Changeset: df0b118accb2 for MonetDB
URL: http://dev.monetdb.org/hg/MonetDB?cmd=changeset;node=df0b118accb2
Modified Files:
        monetdb5/mal/mal_dataflow.c
Branch: default
Log Message:

Fixed a race condition in the dataflow scheduler.
If one of the dataflow threads came across an error, it would cause
DFLOWscheduler to return.  This triggered a cleanup of various
dataflow structures.  However, other dataflow threads were still using
those structures and could then cause a crash.
The problem is solved by signalling all threads that they should
terminate, and then joining those threads before cleanup.


diffs (162 lines):

diff --git a/monetdb5/mal/mal_dataflow.c b/monetdb5/mal/mal_dataflow.c
--- a/monetdb5/mal/mal_dataflow.c
+++ b/monetdb5/mal/mal_dataflow.c
@@ -86,6 +86,8 @@ typedef struct DataFlow {
        int    nway;            /* number of workers */
        FlowTask *worker;       /* worker threads for the client */
        struct DataFlow *free;  /* free list */
+       int terminate;                  /* set if we need to terminate */
+       MT_Lock termlock;               /* lock to protect the above */
 } *DataFlow, DataFlowRec;
 
 /* does not seem to have a major impact */
@@ -249,14 +251,12 @@ q_create(int sz)
        return q;
 }
 
-/*
 static void
 q_destroy(queue *q)
 {
        GDKfree(q->data);
        GDKfree(q);
 }
-*/
 
 /* keep a simple LIFO queue.

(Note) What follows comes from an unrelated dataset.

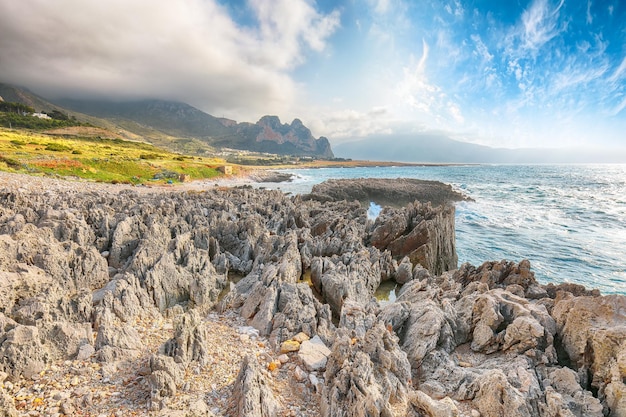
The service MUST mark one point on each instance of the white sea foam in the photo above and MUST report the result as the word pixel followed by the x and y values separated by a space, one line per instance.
pixel 568 220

It won't be a large one, so shuffles of requeue 
is possible */
 /* we might actually sort it for better scheduling behavior */
@@ -314,9 +314,10 @@ q_dequeue(queue *q)
 
        MT_sema_down(&q->s, "q_dequeue");
        MT_lock_set(&q->l, "q_dequeue");
-       assert(q->last > 0);
-       /* LIFO favors garbage collection */
-       r = q->data[--q->last];
+       if (q->last > 0)
+               /* LIFO favors garbage collection */
+               r = q->data[--q->last];
+       /* else: terminating */
        /* try out random draw *
        {
                int i;
@@ -824,6 +825,12 @@ runDFLOWworker(void *t)

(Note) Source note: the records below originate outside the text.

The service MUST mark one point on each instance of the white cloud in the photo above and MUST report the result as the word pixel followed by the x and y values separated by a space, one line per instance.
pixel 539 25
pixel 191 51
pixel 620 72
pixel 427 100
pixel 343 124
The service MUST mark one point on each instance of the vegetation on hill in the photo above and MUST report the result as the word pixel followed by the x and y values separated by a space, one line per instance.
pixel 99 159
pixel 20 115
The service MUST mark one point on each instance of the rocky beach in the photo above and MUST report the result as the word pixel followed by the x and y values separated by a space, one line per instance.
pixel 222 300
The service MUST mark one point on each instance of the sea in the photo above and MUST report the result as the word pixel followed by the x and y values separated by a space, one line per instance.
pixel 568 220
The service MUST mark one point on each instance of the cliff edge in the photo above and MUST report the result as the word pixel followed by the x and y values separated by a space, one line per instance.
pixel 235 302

                local = nxtfs != 0;
                if (nxtfs == 0) {
                        fs = (FlowStatus)q_dequeue(task->todo);
+                       MT_lock_set(&task->flow->termlock, "runDFLOWworker");
+                       if (task->flow->terminate) {
+                               MT_lock_unset(&task->flow->termlock, 
"runDFLOWworker");
+                               break;
+                       }
+                       MT_lock_unset(&task->flow->termlock, "runDFLOWworker");
 
 #ifdef USE_DFLOW_ADMISSION
                        if (DFLOWadmission(fs->argclaim, fs->hotclaim)) {
@@ -1168,7 +1175,6 @@ DFLOWscheduler(DataFlow flow)
        return ret;
 }
 
-static DataFlow flows = NULL;
 static int workerid = 0;
 
 str runMALdataflow(Client cntxt, MalBlkPtr mb, int startpc,
@@ -1177,6 +1183,7 @@ str runMALdataflow(Client cntxt, MalBlkP
        DataFlow flow = NULL;
        str ret = MAL_SUCCEED;
        int size;
+       int i;
 
 #ifdef DEBUG_FLOW
        mnstr_printf(GDKstdout, "runMALdataflow for block %d - %d\n", startpc, 
stoppc);
@@ -1191,37 +1198,33 @@ str runMALdataflow(Client cntxt, MalBlkP
                return MAL_SUCCEED;
 
        assert(stoppc > startpc);
-       mal_set_lock(mal_contextLock, "runMALdataflow");
-       flow = flows;
 
-       if (flow) {
-               flows = flow->free;
-       } else {
-               int i;
+       flow = (DataFlow)GDKzalloc(sizeof(DataFlowRec));
+       MT_lock_init(&flow->termlock, "runMALdataflow");
 
-               flow = (DataFlow)GDKzalloc(sizeof(DataFlowRec));
+       /* seems enough for the time being */
+       flow->done = q_create(2048);
+       flow->todo = q_create(2048);
 
-               /* seems enough for the time being */
-               flow->done = q_create(2048);
-               flow->todo = q_create(2048);
+       /* queues are available? */
+       if (flow->done == NULL || flow->todo == NULL) {
+               return MAL_SUCCEED;
+       }
 
-               /* queues are available? */
-               if (flow->done == NULL || flow->todo == NULL) {
-                       mal_unset_lock(mal_contextLock, "runMALdataflow");
-                       return MAL_SUCCEED;
-               }
+       flow->worker = NULL;
+       flow->nway = GDKnr_threads ? GDKnr_threads : 1;
+       if (flow->nway > stoppc - startpc)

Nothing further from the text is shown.